Big Game Hunting
In ancient times our ancestors hunted to survive. They learned to ‘stalk’ animals that lived very different lives than we human beings. Human hunters stalked their prey by trying to imagine what their prey’s life would be like: then they would know how to successfully track them. In modern times successful investors need to learn the same skills. In order for us to hunt in today’s financial market jungles, we need to stalk the activities of our prey: the ones from whom we make our profits.
Ancient human hunters’ hearts beat at about 65 beats per minute (BPM.) An elephant’s heart beats at about 30 BPM. Lemmings’ hearts beat at about 400 BPM. How did those primitive human beings stalk both little animals and big animals when the paces of their lives were so fundamentally different? Can modern investors hunt successfully in the financial markets if we don’t understand the paces of the different investors from whom we hunt for profits?
Consider, for example, those multi-billion dollar pension funds who like to buy investments and hold them for years. They might have liked to buy their massive stock market positions in the late 1970s and quietly reduce those positions in the first decade of the 2000s. These investment pachyderms move slowly and deliberately – and when they move, they move BIG. And they move in herds. How does one hunt a herd?

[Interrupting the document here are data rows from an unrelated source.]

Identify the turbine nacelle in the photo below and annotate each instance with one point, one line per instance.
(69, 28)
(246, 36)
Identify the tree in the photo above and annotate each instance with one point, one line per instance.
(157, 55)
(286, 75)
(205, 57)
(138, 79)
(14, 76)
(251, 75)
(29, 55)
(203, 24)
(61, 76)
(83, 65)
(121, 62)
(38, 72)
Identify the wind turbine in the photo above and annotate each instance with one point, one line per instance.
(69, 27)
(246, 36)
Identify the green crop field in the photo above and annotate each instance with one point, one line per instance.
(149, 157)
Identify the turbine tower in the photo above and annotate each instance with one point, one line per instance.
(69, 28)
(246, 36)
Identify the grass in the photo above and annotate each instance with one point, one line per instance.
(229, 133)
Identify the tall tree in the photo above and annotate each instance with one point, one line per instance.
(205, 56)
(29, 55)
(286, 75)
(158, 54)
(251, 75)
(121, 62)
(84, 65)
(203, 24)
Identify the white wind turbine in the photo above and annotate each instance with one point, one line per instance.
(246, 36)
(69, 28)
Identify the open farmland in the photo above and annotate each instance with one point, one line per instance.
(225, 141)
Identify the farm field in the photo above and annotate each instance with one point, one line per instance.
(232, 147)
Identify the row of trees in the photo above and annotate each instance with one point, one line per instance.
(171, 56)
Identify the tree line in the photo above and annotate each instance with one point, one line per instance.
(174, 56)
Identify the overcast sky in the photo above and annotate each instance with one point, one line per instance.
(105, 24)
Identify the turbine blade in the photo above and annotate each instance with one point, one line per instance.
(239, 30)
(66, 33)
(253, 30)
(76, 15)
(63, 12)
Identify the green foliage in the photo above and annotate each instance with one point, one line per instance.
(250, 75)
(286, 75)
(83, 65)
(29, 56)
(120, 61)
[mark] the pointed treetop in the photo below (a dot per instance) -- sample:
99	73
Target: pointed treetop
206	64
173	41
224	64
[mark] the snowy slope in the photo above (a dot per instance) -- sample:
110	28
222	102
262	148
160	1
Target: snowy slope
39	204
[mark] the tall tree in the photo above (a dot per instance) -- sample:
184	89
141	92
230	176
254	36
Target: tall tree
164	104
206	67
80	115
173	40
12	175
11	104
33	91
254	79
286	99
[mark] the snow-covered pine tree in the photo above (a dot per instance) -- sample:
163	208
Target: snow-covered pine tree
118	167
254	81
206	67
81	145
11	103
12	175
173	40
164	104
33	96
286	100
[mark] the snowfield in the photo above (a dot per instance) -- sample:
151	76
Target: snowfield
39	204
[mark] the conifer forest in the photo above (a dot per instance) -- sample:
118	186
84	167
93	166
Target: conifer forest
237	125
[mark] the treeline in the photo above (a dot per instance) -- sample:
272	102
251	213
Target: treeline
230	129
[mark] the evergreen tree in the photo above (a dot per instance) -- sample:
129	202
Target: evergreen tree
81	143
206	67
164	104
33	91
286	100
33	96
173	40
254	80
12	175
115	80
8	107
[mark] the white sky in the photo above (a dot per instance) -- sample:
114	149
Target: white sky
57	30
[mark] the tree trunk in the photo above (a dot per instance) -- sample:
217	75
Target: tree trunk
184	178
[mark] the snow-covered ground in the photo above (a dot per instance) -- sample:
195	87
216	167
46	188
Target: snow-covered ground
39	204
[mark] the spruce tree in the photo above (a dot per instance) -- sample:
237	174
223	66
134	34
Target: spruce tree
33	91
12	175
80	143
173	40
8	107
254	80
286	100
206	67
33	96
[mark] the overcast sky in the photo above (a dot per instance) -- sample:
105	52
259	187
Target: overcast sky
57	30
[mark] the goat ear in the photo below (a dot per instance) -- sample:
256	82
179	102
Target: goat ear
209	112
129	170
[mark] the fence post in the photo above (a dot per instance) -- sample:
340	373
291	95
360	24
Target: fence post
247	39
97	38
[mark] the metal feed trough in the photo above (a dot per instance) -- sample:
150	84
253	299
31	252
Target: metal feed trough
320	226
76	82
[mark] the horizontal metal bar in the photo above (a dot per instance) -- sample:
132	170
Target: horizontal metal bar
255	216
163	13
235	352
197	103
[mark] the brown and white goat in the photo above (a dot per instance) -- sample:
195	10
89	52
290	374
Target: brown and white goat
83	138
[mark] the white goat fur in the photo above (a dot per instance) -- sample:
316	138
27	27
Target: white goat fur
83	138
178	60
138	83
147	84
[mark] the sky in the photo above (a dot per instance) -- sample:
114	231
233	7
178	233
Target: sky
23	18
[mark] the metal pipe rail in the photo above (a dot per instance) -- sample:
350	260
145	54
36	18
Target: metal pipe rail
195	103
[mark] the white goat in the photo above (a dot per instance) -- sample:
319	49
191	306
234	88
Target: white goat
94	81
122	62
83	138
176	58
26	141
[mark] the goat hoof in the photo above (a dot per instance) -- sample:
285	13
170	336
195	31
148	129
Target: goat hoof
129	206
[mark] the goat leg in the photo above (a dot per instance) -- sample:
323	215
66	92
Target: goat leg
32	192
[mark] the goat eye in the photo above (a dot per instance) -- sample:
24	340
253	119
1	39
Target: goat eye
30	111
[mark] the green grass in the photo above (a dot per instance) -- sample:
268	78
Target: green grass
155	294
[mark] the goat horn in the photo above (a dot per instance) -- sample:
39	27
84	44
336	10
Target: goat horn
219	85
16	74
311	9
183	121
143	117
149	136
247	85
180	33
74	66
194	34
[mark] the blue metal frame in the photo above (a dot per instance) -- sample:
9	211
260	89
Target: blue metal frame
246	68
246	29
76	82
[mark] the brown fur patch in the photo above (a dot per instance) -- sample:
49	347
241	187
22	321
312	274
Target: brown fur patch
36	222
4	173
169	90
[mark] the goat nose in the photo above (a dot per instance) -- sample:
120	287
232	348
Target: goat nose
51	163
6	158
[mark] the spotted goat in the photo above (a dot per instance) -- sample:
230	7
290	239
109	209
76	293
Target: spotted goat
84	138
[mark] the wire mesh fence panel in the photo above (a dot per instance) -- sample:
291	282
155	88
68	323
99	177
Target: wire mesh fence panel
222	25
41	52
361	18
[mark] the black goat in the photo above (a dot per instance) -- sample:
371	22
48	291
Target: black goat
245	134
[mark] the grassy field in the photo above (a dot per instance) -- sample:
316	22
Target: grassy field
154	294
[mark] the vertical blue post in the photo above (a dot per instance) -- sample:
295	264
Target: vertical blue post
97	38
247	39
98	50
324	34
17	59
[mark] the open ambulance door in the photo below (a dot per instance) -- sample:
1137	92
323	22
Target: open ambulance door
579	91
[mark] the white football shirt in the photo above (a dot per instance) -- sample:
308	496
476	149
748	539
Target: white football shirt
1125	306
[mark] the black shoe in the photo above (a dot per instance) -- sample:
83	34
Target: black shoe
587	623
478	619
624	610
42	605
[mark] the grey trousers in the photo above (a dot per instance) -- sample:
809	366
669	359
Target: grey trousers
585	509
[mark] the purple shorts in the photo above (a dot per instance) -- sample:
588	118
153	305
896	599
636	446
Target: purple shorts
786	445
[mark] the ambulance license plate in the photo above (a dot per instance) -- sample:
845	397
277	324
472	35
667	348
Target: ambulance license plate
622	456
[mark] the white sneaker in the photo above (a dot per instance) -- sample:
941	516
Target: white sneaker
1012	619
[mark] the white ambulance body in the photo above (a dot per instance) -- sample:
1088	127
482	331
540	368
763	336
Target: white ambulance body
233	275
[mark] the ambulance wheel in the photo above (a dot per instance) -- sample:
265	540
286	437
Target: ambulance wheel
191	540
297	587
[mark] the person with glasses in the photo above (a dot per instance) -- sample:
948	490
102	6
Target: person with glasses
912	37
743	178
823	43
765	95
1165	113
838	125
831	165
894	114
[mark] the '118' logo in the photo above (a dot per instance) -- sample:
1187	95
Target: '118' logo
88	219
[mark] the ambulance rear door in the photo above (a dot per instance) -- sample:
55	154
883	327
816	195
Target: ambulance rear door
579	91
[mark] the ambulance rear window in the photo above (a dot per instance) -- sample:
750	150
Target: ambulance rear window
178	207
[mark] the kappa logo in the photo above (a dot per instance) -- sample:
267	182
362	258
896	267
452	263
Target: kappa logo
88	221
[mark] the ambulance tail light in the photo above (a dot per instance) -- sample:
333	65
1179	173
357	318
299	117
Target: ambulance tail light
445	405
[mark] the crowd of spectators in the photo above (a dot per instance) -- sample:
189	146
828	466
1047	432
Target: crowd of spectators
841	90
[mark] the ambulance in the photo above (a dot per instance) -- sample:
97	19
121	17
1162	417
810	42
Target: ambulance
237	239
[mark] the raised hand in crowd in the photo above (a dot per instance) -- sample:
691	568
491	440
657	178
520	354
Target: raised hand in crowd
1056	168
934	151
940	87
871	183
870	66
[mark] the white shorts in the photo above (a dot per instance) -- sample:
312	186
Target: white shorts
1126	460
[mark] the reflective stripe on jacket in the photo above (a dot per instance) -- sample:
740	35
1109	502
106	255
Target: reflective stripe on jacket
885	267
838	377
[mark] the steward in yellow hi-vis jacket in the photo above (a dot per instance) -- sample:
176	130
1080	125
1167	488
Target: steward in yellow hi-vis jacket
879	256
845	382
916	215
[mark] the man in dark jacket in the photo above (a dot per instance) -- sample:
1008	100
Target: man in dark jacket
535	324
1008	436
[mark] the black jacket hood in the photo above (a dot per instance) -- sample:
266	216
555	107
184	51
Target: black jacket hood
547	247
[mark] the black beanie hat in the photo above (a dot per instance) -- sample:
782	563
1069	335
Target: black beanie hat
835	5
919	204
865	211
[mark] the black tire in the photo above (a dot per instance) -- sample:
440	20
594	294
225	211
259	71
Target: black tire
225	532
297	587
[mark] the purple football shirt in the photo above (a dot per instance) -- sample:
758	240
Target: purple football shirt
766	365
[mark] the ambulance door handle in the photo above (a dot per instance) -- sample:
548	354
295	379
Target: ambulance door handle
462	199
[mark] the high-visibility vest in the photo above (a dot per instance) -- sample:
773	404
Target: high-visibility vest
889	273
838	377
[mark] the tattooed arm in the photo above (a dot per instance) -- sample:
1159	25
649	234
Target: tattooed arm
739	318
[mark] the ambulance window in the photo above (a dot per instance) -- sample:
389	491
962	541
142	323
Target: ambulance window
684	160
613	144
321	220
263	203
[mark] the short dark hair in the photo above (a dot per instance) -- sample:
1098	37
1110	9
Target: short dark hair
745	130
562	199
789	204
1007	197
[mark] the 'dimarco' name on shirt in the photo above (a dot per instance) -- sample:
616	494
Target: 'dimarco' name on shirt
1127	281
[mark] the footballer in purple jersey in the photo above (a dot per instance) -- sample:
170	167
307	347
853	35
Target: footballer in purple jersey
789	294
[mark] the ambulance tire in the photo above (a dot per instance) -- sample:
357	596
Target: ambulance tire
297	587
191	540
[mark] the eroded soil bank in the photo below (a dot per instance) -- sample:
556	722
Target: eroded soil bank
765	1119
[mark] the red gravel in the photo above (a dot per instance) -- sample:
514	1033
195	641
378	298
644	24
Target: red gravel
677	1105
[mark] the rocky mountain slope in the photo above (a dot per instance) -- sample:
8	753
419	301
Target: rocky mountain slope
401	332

Then there are the jackals: the thousands of day traders buying and selling stocks and futures all day long. Their basic pattern is to take an opening position in the morning and to close out their trades in the afternoon. For these in-and-out traders, carrying an investment overnight represents higher risk than they are willing to take. They are in quickly and out quickly, operating at an entirely different time horizon than the herd.